332 Reconstruct Itinerary: reconstrcut a list of unordered plane tickets, starting from JFK. the palne taickets may contains invalid route, but it is guaranteed to have at least one valid. and we need to return the route with smallest lexicographic. this is a very simple dfs problem as well, just constrcut the graph using hasmap, and did postorder dfs.
399 Evaluate Division: this question seems pretty odd for being catagorized in graph. so this problem is basically given a set of equations, and given a set of queries, return the query results in array. this problem can be seen as the dfs problem, we need to find the distance between two given route. and the other way to solve this, is Union Find,
444 Sequence Reconstruction: Check whether the original sequence org can be uniquely reconstructed from the sequences in seqs. so the problem seems hard to understand at first, but it’s not that diffcult. so basically we are given an arrayList, and a list of original list, we need to see if the given list can formed as this given sequence uniquely. I have an article about it.

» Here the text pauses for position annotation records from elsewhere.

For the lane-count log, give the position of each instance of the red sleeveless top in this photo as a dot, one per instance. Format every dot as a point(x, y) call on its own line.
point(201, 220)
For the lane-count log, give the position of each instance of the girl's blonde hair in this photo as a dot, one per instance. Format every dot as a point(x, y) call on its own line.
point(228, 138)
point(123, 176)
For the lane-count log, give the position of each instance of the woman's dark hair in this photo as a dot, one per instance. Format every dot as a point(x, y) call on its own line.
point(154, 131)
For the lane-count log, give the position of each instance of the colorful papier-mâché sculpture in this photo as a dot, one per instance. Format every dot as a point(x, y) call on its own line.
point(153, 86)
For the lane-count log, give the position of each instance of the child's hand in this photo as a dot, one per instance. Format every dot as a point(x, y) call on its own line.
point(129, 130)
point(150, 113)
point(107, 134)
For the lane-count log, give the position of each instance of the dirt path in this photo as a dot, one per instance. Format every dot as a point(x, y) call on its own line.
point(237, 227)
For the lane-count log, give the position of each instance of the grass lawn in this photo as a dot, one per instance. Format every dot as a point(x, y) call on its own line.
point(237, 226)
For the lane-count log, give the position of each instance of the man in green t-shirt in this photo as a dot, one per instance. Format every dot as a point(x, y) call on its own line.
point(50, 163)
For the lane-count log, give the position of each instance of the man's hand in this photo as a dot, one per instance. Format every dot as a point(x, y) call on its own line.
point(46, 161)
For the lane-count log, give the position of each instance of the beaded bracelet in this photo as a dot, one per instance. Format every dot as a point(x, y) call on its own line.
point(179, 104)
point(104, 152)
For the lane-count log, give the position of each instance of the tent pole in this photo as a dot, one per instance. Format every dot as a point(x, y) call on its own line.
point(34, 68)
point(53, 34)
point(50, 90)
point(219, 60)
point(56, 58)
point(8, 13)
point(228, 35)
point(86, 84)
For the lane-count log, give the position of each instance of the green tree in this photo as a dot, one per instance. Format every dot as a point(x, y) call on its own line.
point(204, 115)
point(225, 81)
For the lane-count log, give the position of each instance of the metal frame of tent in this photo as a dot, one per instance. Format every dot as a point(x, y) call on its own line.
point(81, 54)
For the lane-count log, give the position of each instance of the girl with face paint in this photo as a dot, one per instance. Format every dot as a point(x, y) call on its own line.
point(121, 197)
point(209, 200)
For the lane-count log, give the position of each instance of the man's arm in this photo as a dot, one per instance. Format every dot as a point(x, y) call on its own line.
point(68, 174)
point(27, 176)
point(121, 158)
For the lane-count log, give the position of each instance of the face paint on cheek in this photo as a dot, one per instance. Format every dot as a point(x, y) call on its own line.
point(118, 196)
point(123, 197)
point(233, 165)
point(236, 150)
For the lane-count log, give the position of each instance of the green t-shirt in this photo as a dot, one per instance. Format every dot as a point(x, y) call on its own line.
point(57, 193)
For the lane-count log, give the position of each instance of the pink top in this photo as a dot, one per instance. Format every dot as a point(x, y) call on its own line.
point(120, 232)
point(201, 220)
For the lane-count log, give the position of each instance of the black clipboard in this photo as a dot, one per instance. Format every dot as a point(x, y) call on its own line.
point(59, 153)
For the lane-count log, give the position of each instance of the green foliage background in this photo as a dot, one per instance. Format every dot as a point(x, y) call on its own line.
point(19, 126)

1059: All Paths from Source Lead to Destination: this is a pretty straoght forward graph problem. given int n, int[][] edges, int source, int destination, we need to determine whether or not all paths starting from same given source eventually end at same given destination. this is pretty stragith forward. first we constrcut the graph, and then do a dfs backtracking, we have to make sure every neghbor of current node lead to the destination, if any of them can’t lead to, then return false.

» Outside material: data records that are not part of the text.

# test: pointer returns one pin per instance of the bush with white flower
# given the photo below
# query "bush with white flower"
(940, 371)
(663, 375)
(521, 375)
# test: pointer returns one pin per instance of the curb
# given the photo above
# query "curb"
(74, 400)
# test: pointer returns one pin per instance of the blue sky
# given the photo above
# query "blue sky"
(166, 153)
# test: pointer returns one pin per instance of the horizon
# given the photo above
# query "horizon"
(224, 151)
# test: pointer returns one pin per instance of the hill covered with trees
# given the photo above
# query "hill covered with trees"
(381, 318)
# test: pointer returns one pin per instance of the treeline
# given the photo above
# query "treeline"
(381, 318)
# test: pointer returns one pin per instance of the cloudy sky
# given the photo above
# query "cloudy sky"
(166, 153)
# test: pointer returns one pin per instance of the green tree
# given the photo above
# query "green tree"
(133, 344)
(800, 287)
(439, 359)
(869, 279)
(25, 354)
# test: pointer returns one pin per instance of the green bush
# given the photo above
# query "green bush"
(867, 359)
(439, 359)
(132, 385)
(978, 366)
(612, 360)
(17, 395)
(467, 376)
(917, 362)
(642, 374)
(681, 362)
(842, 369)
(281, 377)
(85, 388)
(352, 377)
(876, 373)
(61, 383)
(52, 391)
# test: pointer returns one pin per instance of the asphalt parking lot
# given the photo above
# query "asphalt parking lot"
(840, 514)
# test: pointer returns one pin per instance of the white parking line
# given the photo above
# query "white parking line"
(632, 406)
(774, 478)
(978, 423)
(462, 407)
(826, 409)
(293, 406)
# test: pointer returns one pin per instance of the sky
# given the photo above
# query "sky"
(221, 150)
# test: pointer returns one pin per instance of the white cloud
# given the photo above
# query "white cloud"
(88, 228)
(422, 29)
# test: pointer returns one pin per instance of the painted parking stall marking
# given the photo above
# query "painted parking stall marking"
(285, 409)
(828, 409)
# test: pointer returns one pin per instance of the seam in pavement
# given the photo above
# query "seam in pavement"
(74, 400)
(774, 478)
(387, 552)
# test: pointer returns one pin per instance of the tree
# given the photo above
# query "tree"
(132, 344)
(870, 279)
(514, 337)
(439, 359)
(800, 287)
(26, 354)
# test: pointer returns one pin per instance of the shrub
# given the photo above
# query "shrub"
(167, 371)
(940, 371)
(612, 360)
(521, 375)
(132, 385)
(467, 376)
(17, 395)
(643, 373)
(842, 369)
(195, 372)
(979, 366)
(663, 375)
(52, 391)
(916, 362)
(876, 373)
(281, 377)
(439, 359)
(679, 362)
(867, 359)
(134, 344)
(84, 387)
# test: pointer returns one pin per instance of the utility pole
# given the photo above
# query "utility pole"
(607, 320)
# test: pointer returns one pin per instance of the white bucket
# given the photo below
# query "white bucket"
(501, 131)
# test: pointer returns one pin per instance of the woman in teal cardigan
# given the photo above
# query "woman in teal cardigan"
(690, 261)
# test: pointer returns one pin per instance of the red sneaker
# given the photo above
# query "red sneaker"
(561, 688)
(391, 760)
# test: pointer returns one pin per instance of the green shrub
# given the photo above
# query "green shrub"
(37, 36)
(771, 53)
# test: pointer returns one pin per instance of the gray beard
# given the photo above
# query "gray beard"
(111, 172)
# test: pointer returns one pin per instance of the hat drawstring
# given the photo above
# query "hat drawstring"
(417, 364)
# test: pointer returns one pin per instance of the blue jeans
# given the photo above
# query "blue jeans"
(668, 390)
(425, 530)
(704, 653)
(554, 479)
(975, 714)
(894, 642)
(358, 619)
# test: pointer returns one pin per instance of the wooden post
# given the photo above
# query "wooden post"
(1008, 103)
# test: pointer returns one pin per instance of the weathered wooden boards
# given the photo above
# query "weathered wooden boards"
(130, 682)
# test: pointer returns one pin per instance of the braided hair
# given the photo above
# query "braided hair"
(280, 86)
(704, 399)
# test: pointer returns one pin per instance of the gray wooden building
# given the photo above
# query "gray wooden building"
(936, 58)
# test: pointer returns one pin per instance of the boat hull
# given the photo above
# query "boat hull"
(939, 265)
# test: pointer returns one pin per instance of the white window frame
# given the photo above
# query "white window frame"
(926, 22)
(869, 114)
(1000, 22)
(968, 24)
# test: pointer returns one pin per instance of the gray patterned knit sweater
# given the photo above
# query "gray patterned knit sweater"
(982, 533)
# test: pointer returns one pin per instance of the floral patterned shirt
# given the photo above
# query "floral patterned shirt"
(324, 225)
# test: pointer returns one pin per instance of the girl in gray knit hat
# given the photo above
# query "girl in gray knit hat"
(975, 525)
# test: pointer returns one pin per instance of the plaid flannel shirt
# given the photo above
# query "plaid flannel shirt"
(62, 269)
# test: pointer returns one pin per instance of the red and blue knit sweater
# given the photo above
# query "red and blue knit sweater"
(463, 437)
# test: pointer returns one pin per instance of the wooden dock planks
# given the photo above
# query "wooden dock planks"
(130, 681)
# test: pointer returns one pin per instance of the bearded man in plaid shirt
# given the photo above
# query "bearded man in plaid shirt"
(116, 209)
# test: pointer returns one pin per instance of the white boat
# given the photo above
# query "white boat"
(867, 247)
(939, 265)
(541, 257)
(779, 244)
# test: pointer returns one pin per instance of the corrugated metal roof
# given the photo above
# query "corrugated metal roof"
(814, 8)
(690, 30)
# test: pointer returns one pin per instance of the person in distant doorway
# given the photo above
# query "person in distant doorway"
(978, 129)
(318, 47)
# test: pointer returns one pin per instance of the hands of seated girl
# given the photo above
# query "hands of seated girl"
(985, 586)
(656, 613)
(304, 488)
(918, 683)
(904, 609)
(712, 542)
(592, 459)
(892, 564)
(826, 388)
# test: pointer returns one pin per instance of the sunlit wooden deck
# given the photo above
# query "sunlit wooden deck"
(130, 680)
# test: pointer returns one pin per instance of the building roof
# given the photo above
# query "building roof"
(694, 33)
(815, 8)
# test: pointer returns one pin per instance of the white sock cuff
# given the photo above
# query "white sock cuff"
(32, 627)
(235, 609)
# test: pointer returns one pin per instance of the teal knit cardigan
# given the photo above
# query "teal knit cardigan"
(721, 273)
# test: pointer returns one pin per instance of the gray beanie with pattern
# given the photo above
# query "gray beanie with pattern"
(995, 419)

684 Redundant Connection: this problem is not a regualr one, but we can see it in graph right away. we are given an array of edges, and that represent a graph, now we are gonna to remove some edges to make the graph into a valid tree. and we have to remove all the removed edges. the given graph is an undirected. this problem can be solve in simple dfs or Union find.
685 Redundant Connection2: this time, we will be given a directed graph, and we need to find that deplicate connected vertices
743 Network delay time: we are given a directed weighted graph, and we know that the node from 1 to N in this graph. now we are given the starting node k, now we need to know the farthest node from starting node k. return the umber of distance. this can be done using dfs or bfs, and this problem is exactly dijkstra: shortest path problem.
765 Couple Holding hands: N pairs of couples siin 2N seat, and we need to know the minimum swap that makes every pair sit together. and we need to return the number of swaps.